Finale
Sofie & Carlo - Season 2 - Episode 10
In the middle of Europe, two long-suffering interns are helping a festival keep disaster almost away. This is their second season and surely it can't be as tough as their first! Want a bet?
The last concert of the year was finished, the musicians were packing up and already the outdoor venues were looking like ghostly skeletons. Overnight the big trucks of the infrastructure companies would move in and the canopies, struts, seats and scaffolding would be dismantled by teams of men who knew their job - to erect and undo - but cared nothing for what happened in between. At first light the city's street cleaners would take over, soldier ants removing anything in their path. By the time Sofie and Carlo walked to the festival office in the late morning there would be barely a trace of the month's excitements, just a few limp banners advertising wonders that were now only to be found on the internet. So much instant history.
For the staff and the remaining performers, though, there was one last engagement. The last of the audience were on their way home at 10pm after the fireworks. At 11 their entertainers gathered in Bar Europa Sitienti for the final fling: the legendary festival staff party.
There was only one rule for the night; whatever anyone did during the party might not be forgotten but it must never be mentioned again. If news leaked, or if there were giggles around the office coffee machine the following week, the culprits would join the staff no presents list, which was much more frightening than its title suggested.
Sofie and Carlo were among the last to arrive, since their duties had been to wait around until all the sponsors had gone and the musicians had seen off the final well-wishers and general hangers-on. Only the players themselves and their actual partners were allowed to the party: no agents, students, old friends, or journalists. This party was intended to have no lingering consequences.
That was the intention, at least.
An hour after midnight, Sofie had had enough. Exhaustion was catching up faster than alcohol could outrun it. The only thing that had kept her there that long was the sight of fierce Oxana bopping frantically to 1990s techno, a throwback to the administrator's days as a teen metallic redhead in newly liberated Eastern Europe.
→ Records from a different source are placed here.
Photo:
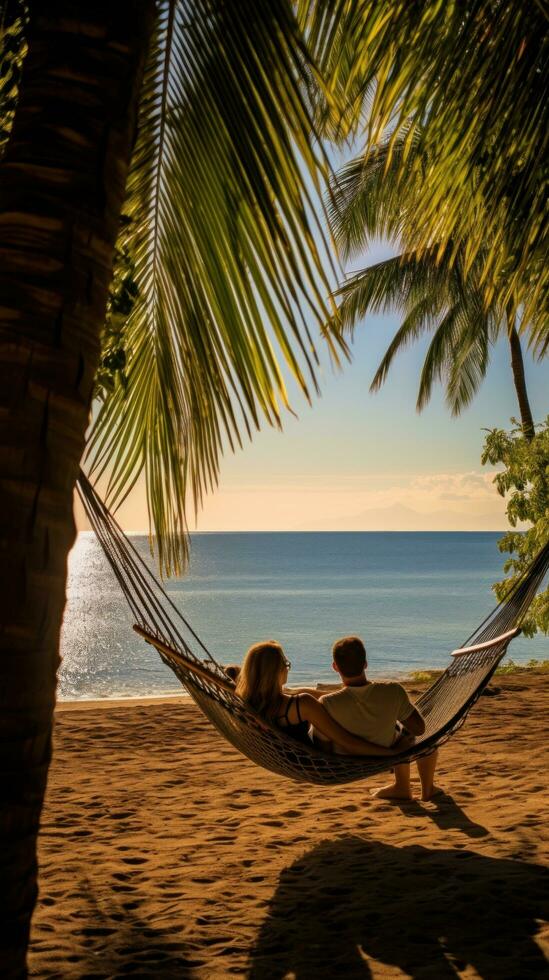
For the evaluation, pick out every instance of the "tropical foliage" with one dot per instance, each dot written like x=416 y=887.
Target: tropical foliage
x=524 y=481
x=221 y=201
x=438 y=293
x=472 y=78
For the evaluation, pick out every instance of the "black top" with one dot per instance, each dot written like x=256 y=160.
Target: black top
x=300 y=729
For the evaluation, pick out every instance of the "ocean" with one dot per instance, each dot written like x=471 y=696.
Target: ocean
x=412 y=597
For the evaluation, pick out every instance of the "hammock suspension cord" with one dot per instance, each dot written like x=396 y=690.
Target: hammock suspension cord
x=160 y=622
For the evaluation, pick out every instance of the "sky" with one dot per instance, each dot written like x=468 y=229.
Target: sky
x=361 y=461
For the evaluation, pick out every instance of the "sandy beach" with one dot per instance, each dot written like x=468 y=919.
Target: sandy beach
x=166 y=854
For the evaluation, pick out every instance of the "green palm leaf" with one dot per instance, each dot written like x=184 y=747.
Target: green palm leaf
x=231 y=264
x=472 y=77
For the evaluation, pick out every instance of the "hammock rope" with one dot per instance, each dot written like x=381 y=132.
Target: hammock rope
x=444 y=705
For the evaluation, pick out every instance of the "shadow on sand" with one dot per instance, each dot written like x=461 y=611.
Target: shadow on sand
x=443 y=811
x=427 y=913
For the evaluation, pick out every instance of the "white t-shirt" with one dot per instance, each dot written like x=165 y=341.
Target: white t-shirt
x=370 y=711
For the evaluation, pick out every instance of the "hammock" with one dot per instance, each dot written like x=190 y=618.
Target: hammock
x=444 y=705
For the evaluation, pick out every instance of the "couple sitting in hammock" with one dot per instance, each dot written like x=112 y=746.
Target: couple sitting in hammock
x=361 y=718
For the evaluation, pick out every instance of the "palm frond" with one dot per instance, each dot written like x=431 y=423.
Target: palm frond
x=473 y=77
x=232 y=265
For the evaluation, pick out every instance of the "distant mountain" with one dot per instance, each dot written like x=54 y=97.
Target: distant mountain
x=402 y=518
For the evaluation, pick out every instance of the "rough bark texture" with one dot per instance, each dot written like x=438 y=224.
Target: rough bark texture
x=517 y=364
x=61 y=190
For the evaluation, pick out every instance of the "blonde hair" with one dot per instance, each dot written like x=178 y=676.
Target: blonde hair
x=259 y=681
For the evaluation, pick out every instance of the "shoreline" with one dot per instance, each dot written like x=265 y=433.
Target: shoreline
x=423 y=675
x=165 y=853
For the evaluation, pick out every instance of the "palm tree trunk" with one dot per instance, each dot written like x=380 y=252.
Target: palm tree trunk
x=517 y=364
x=62 y=187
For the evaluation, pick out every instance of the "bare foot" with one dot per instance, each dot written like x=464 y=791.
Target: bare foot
x=428 y=794
x=393 y=792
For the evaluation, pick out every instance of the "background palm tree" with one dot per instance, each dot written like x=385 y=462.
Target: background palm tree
x=217 y=193
x=472 y=77
x=439 y=291
x=442 y=299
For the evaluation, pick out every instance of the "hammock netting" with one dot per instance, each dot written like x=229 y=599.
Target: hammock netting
x=444 y=705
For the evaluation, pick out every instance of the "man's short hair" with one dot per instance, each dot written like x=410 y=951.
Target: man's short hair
x=349 y=656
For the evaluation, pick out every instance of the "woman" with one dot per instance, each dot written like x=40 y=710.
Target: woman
x=262 y=678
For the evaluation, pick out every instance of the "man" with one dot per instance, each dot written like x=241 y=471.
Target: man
x=372 y=710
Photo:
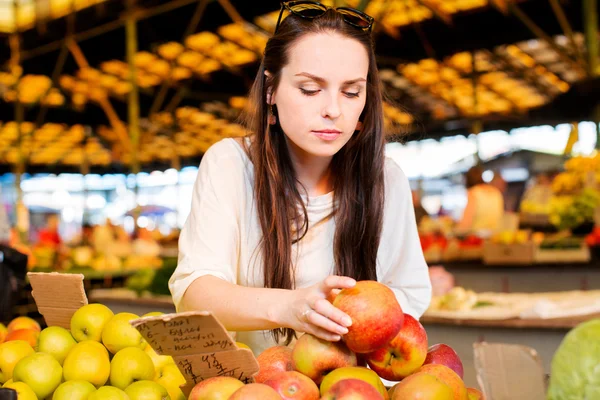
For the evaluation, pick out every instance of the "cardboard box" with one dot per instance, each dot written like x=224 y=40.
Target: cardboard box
x=509 y=372
x=508 y=254
x=580 y=255
x=197 y=341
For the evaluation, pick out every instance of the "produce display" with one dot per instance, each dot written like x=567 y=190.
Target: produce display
x=103 y=357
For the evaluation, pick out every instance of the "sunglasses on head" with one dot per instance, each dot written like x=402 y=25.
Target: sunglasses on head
x=314 y=9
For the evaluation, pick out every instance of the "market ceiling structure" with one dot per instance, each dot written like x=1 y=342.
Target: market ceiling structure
x=447 y=65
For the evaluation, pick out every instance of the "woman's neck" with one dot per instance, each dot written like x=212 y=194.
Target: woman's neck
x=313 y=172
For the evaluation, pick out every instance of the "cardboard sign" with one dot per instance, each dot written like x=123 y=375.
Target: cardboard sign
x=200 y=346
x=57 y=296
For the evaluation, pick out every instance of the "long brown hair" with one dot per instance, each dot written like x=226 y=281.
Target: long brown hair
x=357 y=170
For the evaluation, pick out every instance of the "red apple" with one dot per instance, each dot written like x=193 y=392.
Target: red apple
x=474 y=394
x=255 y=391
x=449 y=377
x=273 y=361
x=404 y=354
x=445 y=355
x=3 y=332
x=221 y=387
x=421 y=386
x=23 y=323
x=28 y=335
x=360 y=373
x=352 y=389
x=316 y=357
x=366 y=303
x=292 y=385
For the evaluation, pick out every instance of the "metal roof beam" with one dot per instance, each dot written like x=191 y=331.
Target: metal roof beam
x=536 y=30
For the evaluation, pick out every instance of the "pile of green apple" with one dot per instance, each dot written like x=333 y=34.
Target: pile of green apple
x=393 y=344
x=102 y=357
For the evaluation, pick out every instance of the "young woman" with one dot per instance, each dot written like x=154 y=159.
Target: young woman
x=307 y=203
x=485 y=205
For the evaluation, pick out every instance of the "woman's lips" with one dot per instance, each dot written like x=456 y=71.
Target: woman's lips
x=327 y=134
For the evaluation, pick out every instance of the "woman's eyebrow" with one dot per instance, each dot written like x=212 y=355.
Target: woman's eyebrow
x=322 y=80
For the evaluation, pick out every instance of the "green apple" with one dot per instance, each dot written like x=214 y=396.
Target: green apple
x=24 y=392
x=119 y=334
x=73 y=390
x=108 y=393
x=57 y=342
x=130 y=365
x=41 y=372
x=88 y=322
x=87 y=361
x=147 y=390
x=171 y=379
x=158 y=360
x=10 y=354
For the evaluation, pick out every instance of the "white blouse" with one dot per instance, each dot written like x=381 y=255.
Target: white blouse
x=222 y=232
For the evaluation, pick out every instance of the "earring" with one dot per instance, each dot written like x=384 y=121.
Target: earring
x=272 y=118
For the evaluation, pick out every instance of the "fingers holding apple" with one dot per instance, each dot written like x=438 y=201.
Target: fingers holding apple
x=365 y=303
x=308 y=310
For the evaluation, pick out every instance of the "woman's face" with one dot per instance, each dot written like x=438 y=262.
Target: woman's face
x=321 y=93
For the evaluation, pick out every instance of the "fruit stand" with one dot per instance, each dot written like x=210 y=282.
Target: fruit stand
x=90 y=352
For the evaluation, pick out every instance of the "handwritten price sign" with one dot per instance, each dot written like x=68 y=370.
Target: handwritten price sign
x=199 y=345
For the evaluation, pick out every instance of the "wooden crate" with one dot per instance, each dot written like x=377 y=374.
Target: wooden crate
x=508 y=254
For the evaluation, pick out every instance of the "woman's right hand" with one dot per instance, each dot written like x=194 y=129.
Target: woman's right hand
x=309 y=310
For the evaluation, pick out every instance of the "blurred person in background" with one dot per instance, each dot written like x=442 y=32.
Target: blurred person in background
x=420 y=211
x=144 y=243
x=49 y=235
x=485 y=205
x=539 y=192
x=4 y=225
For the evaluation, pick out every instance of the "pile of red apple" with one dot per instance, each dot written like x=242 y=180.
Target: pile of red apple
x=102 y=357
x=393 y=344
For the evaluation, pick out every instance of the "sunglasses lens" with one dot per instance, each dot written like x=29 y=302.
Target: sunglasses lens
x=355 y=19
x=308 y=10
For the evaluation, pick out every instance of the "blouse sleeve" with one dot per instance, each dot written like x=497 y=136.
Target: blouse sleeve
x=402 y=265
x=209 y=240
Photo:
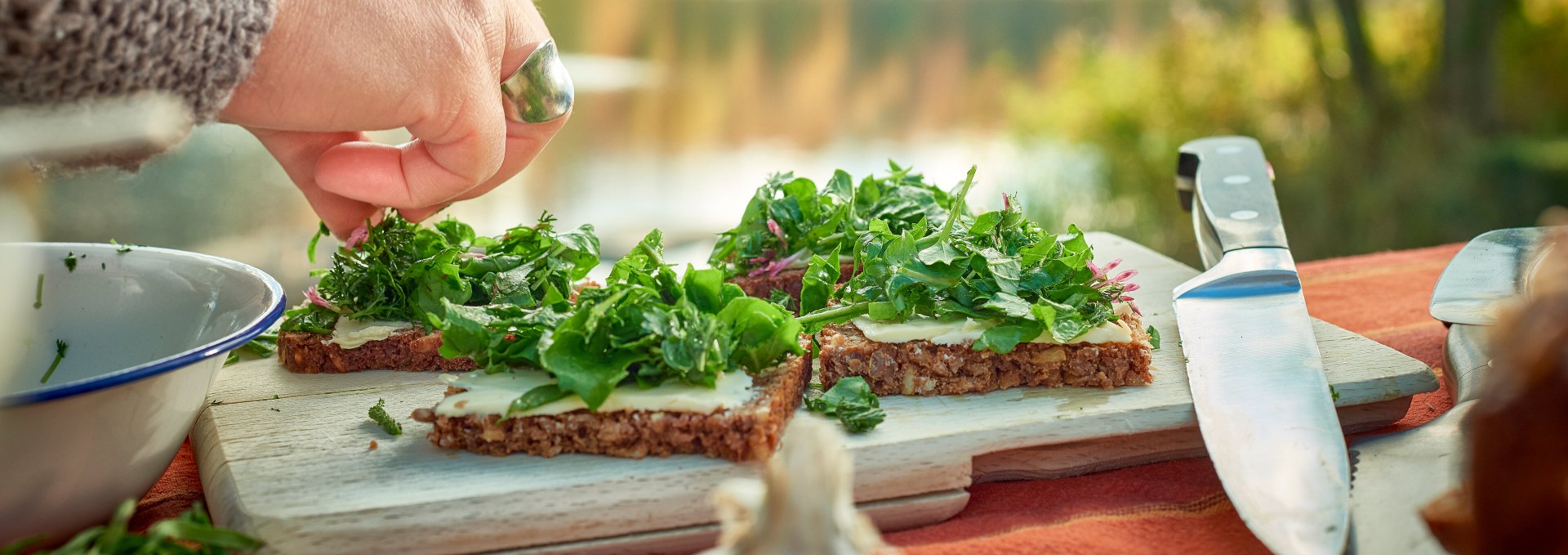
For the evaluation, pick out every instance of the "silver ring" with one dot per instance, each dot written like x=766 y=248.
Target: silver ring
x=540 y=90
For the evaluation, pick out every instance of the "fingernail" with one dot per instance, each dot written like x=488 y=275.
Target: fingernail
x=540 y=90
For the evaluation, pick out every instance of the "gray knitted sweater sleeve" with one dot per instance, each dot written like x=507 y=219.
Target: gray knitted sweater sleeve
x=71 y=51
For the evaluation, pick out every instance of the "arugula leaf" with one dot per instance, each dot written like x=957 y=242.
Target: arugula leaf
x=642 y=326
x=787 y=220
x=535 y=399
x=380 y=416
x=822 y=275
x=405 y=271
x=192 y=532
x=998 y=268
x=852 y=401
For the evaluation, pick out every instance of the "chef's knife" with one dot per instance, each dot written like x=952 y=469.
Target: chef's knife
x=1264 y=408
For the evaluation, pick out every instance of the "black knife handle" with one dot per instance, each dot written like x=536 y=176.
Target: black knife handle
x=1232 y=186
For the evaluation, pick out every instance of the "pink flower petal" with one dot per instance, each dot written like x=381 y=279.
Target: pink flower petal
x=778 y=231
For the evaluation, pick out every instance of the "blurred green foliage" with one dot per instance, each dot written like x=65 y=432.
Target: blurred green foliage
x=1360 y=170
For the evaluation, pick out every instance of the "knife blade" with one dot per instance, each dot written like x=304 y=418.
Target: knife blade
x=1263 y=403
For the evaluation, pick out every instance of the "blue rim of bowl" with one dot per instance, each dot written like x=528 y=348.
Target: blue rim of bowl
x=170 y=363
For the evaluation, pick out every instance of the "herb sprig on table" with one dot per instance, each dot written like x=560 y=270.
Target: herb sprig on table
x=190 y=534
x=789 y=218
x=996 y=267
x=405 y=271
x=850 y=401
x=644 y=326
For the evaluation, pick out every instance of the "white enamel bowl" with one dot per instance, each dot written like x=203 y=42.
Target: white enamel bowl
x=148 y=331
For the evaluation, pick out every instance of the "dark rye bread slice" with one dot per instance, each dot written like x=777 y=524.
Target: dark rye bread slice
x=746 y=433
x=921 y=367
x=787 y=281
x=410 y=350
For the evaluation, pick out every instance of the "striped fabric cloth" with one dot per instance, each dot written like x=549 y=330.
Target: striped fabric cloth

Sofie could hardly blame her boss for wanting to get some release. Nobody on the team had been faced with so many crises and fought so furiously to overcome them. Still, her dancing style, somewhere between disco ecstasy and the funky chicken, was something to behold.
The sight of Carlo joining in with not much less abandon or more style was proof of something - Sofie was too tired to work out what. She felt a tap on her shoulder and half turned to find AD, Achile Djurekschyk, grinning.
"Perhaps this dancing is not for you?" he suggested.
"You are so right."
He nodded. "Nor for me." He paused and they watched the ludicrous spectacle for a moment longer.
"I think I'm going home now," Sofie decided.
"And me." AD took her by the arm." Let's go together. I'll walk you home, at least some of the way."
They left. Outside, the summer night was clear and, after all the noise of the festival fireworks and the party, the nocturnal city seemed a haven of civilised quiet. They walked the empty streets without hurrying, relishing the sense of a task completed, a jungle left behind.
After a while AD said, "I'm leaving tomorrow, going South."
"So soon?"
"No point in hanging around. There's nothing more for me here."
"You're going to lie on a beach and draw hearts in the sand?"
"For a few days, yes. But after that... What are you going to do - stay and prop Oxana up or look for a job around the Baltic?"
"Not Oxana." Sofie laughed, "After tonight I can leave that to Carlo. I don't know. I think I might travel, do some sort of eco-project or post-grad course."
AD walked in silence, then, looking down a side street towards the river, said, "I think I have the perfect island."
"For what?"
"For life, the view, a terrace, the wine - a festival." He stopped, turned and smiled. "Want to join me?"